TM Krishna‘s (@tmkrishna) Edict Project, in collaboration with Ashoka University was released on 14th October, the day Babasaheb Ambedkar embraced Buddhism.
After the violent annexing of Kalinga, King Ashoka (268 BCE to 232 BCE) underwent a transformation and dharma became the pivot of his royal policy and personal belief. He disseminated these ideas through a novel medium: a series of inscriptions incised on natural rock-faces and on pillars cut: The Edicts of Ashoka. This project renders for the first time in musical form, these simple, brief, personal, and yet profound, abiding and universal Edicts of Ashoka. Sung in the original Prakrit, in a garland of raga-s drawn from the Karnatik Tradition, with English subtitles, they carry the philosopher-emperor’s vision of a humane society into the realm of the arts.
Aparna (@aparnamahiyaria) from the ICF team spoke to the artiste regarding his vision for this project, the process and challenges of undertaking this task, and what message it brings to our own turbulent times.
Aparna: Two of the nation’s iconic symbols, the chakra and the emblem, come from the most famous of Ashoka’s edicts, the pillar at Sarnath. These were used to represent tolerance, truth and non-violence — principles which seem to be long forgotten under the present regime. Can remembering Ashoka through his edicts, be seen as an act of protest, a reminder of why these symbols were chosen to define the nation?
TM Krishna (TMK): We live in turbulent times when hate and violence are dominating our physical and emotional spheres of living. Rediscovering the edicts is no doubt a critique of the present and an act of questioning today’s socio-politics. But it also gives us an opportunity to come in contact with an ethical truth. And I do hope that this moves us enough to realise what we have become.
Aparna: These edicts are in text form and in archaic languages and scripts. Moreover, as you say, they are being rendered musically for the first time. Is there anything about them that lends itself readily for adaptation to the Karnatic music tradition? What were the challenges? Can you speak a bit about the process?

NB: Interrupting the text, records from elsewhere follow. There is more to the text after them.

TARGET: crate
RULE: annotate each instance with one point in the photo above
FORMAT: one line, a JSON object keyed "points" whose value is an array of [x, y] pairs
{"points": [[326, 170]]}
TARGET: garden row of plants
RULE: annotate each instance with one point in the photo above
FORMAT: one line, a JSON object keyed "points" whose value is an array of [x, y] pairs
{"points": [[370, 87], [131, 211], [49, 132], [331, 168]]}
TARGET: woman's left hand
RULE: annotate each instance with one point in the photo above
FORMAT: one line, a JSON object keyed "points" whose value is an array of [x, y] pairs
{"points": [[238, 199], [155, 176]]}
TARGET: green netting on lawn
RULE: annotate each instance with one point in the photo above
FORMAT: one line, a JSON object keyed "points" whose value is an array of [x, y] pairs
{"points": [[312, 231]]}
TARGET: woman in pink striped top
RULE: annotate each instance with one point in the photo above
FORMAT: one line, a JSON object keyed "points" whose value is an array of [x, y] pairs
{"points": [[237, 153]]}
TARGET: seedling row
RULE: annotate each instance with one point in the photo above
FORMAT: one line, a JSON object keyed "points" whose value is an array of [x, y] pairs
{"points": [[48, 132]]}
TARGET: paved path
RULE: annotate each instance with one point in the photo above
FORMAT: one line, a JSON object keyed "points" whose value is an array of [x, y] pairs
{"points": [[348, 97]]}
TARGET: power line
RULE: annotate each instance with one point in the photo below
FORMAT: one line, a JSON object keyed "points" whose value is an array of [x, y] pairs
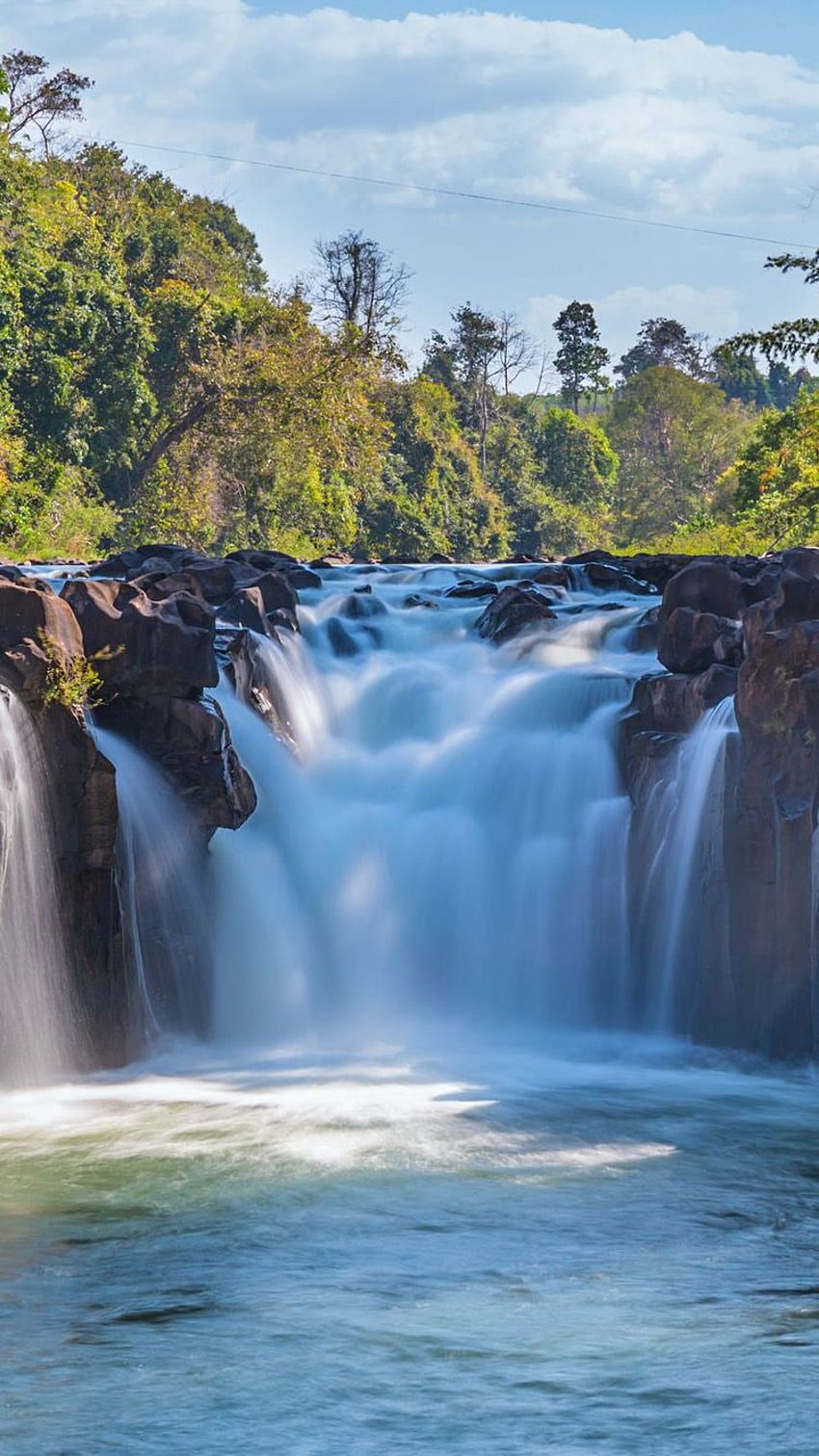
{"points": [[471, 196]]}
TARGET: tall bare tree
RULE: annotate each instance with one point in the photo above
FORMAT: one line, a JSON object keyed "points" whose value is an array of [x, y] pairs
{"points": [[37, 102], [517, 351], [360, 284]]}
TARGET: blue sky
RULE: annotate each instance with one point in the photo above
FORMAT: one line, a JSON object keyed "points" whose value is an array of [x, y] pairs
{"points": [[697, 114]]}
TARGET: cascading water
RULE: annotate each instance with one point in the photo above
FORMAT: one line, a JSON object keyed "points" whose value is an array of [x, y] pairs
{"points": [[451, 836], [40, 1034], [687, 830], [162, 900]]}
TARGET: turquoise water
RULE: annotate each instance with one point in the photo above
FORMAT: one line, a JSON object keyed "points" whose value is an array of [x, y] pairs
{"points": [[603, 1247]]}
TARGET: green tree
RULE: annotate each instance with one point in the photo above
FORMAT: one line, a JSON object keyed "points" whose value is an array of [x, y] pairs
{"points": [[582, 358], [675, 437], [574, 459], [663, 344], [432, 497]]}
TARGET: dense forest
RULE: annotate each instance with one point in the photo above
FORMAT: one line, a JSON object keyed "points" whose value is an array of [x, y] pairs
{"points": [[156, 384]]}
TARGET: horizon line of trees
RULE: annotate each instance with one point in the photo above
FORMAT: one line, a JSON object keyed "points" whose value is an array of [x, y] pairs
{"points": [[155, 384]]}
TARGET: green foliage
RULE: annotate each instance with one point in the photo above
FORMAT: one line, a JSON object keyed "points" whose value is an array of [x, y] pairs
{"points": [[663, 343], [430, 497], [70, 682], [574, 459], [582, 358], [675, 438], [776, 477]]}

TMK: Philosophically and politically many edicts are in harmony with my own thoughts on personal and public life. But that alone is not enough to enable a musical interpretation. Prakrit is a language I did not know semantically and tonally. Therefore, I had to learn to pronounce and enunciate the text. Buddhist Monk Shravasti Dhammika and linguistic scholar Dr Naresh Keerthi helped me through this entire process of learning and understanding. Since the edicts have been written with variations in different places, Dr Keerthi helped edit them. It is also important that the lyrics must flow in music, so it took me about two months to create this musical interpretation for four edicts. I have composed them in ragas, but I do feel that they can be sung in many other musical styles.

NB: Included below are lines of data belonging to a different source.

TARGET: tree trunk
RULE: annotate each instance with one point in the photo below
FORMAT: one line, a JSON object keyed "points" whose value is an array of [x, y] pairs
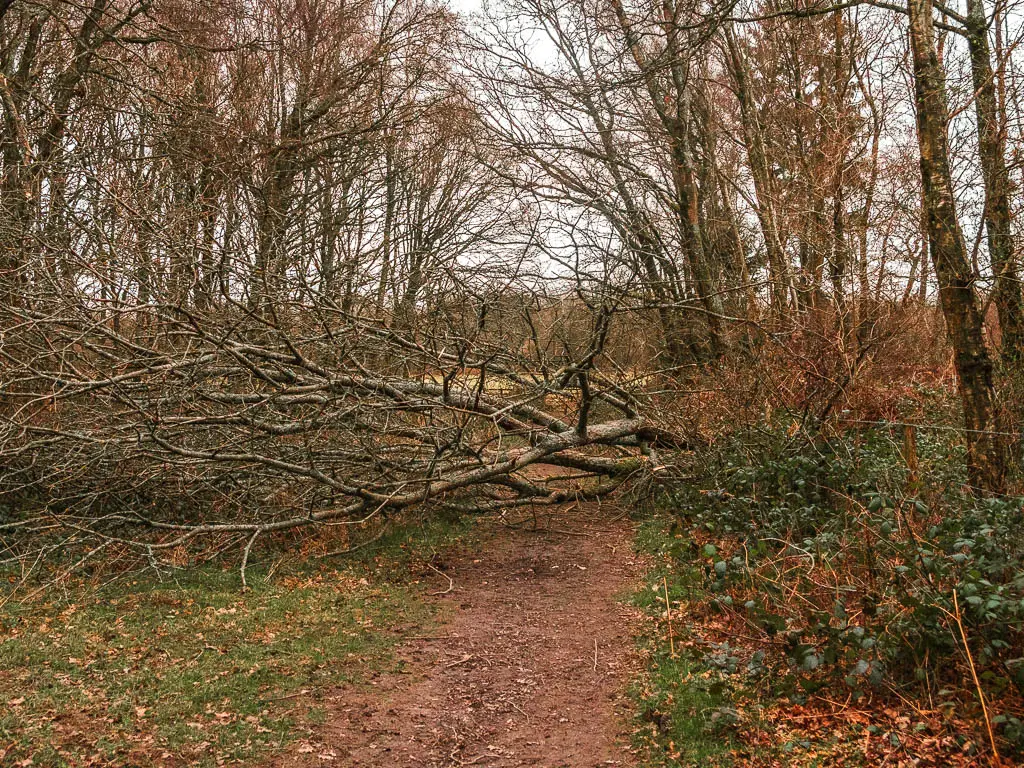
{"points": [[986, 454], [998, 220]]}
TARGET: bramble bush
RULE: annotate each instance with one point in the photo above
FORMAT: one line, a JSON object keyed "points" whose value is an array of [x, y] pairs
{"points": [[847, 568]]}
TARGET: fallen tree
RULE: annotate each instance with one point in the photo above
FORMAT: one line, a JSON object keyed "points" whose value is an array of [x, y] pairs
{"points": [[153, 429]]}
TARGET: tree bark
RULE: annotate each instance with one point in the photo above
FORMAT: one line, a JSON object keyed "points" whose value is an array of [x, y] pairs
{"points": [[986, 453], [998, 220]]}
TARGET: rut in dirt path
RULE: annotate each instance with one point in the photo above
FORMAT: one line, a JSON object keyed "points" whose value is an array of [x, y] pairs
{"points": [[529, 669]]}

Aparna: While Ashoka turned to Buddhism as a ruler overcome by remorse, Ambedkar’s turn to Buddhism was quite different — it was an act of rejection of oppression by a Dalit, a move towards emancipation. You are bringing these two together by releasing the project on 14th October, the day Ambedkar converted to Buddhism. What connects these two for you?

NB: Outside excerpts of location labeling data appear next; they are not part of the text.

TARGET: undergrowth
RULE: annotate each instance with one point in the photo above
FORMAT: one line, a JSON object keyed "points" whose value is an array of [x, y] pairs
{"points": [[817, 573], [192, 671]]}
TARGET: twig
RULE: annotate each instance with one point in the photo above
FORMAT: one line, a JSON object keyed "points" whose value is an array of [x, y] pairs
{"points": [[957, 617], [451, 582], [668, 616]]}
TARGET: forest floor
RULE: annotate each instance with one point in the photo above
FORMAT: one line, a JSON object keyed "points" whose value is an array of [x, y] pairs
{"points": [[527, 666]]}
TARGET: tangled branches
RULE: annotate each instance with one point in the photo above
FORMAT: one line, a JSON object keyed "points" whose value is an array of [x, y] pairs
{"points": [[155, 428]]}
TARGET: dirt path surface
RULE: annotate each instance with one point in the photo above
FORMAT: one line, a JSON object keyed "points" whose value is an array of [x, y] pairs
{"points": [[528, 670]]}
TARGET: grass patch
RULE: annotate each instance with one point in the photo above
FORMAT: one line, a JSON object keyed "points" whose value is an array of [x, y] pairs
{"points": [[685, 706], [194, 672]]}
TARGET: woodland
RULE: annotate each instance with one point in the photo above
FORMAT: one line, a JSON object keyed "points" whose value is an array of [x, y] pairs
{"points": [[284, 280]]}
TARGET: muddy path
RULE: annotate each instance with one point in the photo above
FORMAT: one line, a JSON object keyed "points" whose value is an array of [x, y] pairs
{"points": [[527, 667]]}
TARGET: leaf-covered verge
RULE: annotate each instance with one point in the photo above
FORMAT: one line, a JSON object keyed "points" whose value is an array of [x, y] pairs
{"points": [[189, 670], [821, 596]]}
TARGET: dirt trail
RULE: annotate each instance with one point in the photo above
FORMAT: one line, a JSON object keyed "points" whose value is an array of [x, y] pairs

TMK: Ashoka and Ambedkar are not only separated by time and place. They belonged to contrasting social contexts and had very different political directions. Yet, both sought a society where compassion, justice, equality and ethics are an everyday reality. And hence for me bringing them together through this project was natural.
Aparna: Can you share more about how you have arranged these edicts into distinct sets for release? Is there a thematic choice involved that goes into making the first and subsequent sets? What are the forthcoming sets going to be about?
TMK: I am very glad that Ashoka University has agreed to collaborate on this project. The first release contains four edicts around the theme of justice/dharma. I do hope that through a period of time, we will be able to bring out most of the edicts, especially the ones that have profound social and political resonance. On what textual or musical form the rest of the edicts will take, I would like to remain flexible. The themes or structures that bring edicts together can be their similarity or contrast. This depends on the meaning and lyrical form of each edict.
Aparna: Thank you for talking to us about this very fascinating project. We look forward to any future releases.